Bettye LaVette ne l'a pas eue facile. Promise à une belle carrière de chanteuse au début des années 60, elle est presque aussitôt tombée dans l'oubli. Il a fallu l'intervention de fans tenaces pour qu'elle récolte enfin, 40 ans plus tard, une partie du succès qu'elle a si longtemps attendu.

Bettye LaVette ne l'a pas eue facile. Promise à une belle carrière de chanteuse au début des années 60, elle est presque aussitôt tombée dans l'oubli. Il a fallu l'intervention de fans tenaces pour qu'elle récolte enfin, 40 ans plus tard, une partie du succès qu'elle a si longtemps attendu.

À 16 ans, Bettye LaVette voyait l'avenir en rose. Son premier 45-tours, My Man - He's a Loving Man était dans le top 10 du palmarès rhythm & blues en 1962 et tous les espoirs étaient permis. Ont suivi une série de chansons qui ont tourné, mais n'ont pas obtenu le même succès. Pourtant, son talent n'a jamais fait de doute. En 1972, la compagnie Atlantic lui a offert le prestigieux studio Muscle Shoals, en Alabama, et son solide noyau de musiciens maison (Barry Beckett, David Hood, Jimmy Johnson et Roger Hawkins) qui a travaillé avec la crème de la crème, de Wilson Pickett et Aretha Franklin à Paul Simon et Traffic.

Mais cet album, Child of the Seventies, Atlantic ne l'a jamais sorti, pour des raisons que Bettye LaVette ignore encore à ce jour. «Je voulais tellement rencontrer Ahmet Ertegun (le fondateur d'Atlantic) à la cérémonie des Rhythm and Blues Foundation Awards pour lui poser la question, mais il est mort quelques semaines plus tôt», dit-elle en entrevue téléphonique.

Par la suite, Bettye LaVette n'a rien enregistré avant les années 80 et ses disques sont passés inaperçus. Elle a continué à faire de la scène, sans tambour ni trompette, et ce n'est qu'au début du nouveau millénaire que sa résurrection s'est amorcée.

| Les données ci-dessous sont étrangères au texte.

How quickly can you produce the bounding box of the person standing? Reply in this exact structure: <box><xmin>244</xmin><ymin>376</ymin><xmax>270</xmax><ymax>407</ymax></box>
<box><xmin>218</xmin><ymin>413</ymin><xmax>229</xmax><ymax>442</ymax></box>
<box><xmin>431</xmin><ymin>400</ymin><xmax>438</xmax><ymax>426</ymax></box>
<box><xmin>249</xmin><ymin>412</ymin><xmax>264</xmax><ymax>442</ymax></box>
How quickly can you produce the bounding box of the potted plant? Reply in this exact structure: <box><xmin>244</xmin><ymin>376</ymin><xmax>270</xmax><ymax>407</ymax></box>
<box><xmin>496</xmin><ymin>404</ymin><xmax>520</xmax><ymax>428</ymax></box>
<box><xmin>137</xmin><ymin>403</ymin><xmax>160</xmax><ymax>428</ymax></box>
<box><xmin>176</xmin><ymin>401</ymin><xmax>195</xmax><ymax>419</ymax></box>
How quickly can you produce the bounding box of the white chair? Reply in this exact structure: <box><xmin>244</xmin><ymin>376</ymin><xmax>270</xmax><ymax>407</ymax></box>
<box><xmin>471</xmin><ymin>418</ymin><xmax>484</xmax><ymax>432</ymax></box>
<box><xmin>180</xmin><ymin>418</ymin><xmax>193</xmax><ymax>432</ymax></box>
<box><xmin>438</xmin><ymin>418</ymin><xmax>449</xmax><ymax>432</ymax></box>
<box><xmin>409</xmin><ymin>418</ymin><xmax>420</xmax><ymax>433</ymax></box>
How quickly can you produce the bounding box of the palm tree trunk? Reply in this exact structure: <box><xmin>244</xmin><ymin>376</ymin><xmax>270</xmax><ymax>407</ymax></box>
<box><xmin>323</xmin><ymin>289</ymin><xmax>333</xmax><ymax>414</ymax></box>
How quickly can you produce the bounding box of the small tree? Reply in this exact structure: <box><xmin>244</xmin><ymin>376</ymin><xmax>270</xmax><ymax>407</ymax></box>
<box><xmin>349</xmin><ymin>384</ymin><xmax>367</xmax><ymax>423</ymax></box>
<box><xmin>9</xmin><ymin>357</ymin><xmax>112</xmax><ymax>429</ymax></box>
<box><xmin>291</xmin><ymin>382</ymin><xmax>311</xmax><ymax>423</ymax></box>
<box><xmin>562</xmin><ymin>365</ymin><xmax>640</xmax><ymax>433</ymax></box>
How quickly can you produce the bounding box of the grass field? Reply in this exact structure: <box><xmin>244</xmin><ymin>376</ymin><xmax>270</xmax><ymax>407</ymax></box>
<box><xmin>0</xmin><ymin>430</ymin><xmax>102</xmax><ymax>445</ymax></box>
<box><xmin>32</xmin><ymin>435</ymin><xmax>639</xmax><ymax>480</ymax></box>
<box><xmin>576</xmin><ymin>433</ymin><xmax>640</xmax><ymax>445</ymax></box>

Des fans allemands et néerlandais ont relancé sa carrière et un admirateur français particulièrement tenace, Gilles Pétard, a fouillé dans l'entrepôt d'Atlantic à New York où il a retrouvé la matrice de l'album Child of The Seventies, que l'on disait disparue. Depuis 2003, elle a lancé trois albums, dont le plus récent, The Scene of the Crime, a été enregistré avec le groupe Drive-By Truckers, dont fait partie Patterson Hood, le fils du pilier de Muscle Shoals.

Heureuse et soulagée

Aujourd'hui, Bettye LaVette ne roule pas sur l'or, mais elle est invitée au talk-show de Conan O'Brien et elle a même chanté au chic Lincoln Centre de New York l'hiver dernier. «Une soirée superbe, dit-elle. La salle était pleine et le New York Times a écrit de belles choses sur mon concert. J'étais vraiment sous le choc et le lendemain matin, je m'en allais à la cérémonie des Grammys.»

Bettye LaVette est heureuse, mais surtout soulagée. «Je craignais de vieillir dans l'anonymat, complètement fauchée. Aujourd'hui, je peux prendre une grande respiration», dit-elle avec un rire spontané qui ponctue souvent ses réponses.

Comment expliquer qu'elle ne se soit pas découragée pendant toutes ces années? Est-ce l'appui de sa famille, de ses proches?

«C'est surtout à cause des fans, répond-elle. Ma famille m'entourait, évidemment, mais personne ne va dire à quelqu'un de 55 ans de ne pas se chercher un emploi et de persister dans l'espoir de devenir une star (rires). Tandis que mes fans m'ont même donné de l'argent pour que je n'aie pas à me trouver un boulot!»

Bettye LaVette ne s'en cache pas, elle enviait ses contemporains, comme Aretha Franklin et le regretté Otis Redding, qui avaient connu du succès. «Oh, je les enviais tous! Je connaissais tous ces gens personnellement, nous étions tous ensemble à une certaine époque. Si tout le monde avec qui tu travailles tous les jours devenait immensément riche mais pas toi, tu aurais sûrement un complexe!»

Elle se souvient d'avoir chanté au Club Soda, où on la reverra ce soir: «C'était il y a cinq ans. On a donné un bon show et tout le monde était tellement gentil. Ils ont fait comme si on jouait là tous les week-ends!»

Bettye LaVette, au Club Soda, ce soir, 19h.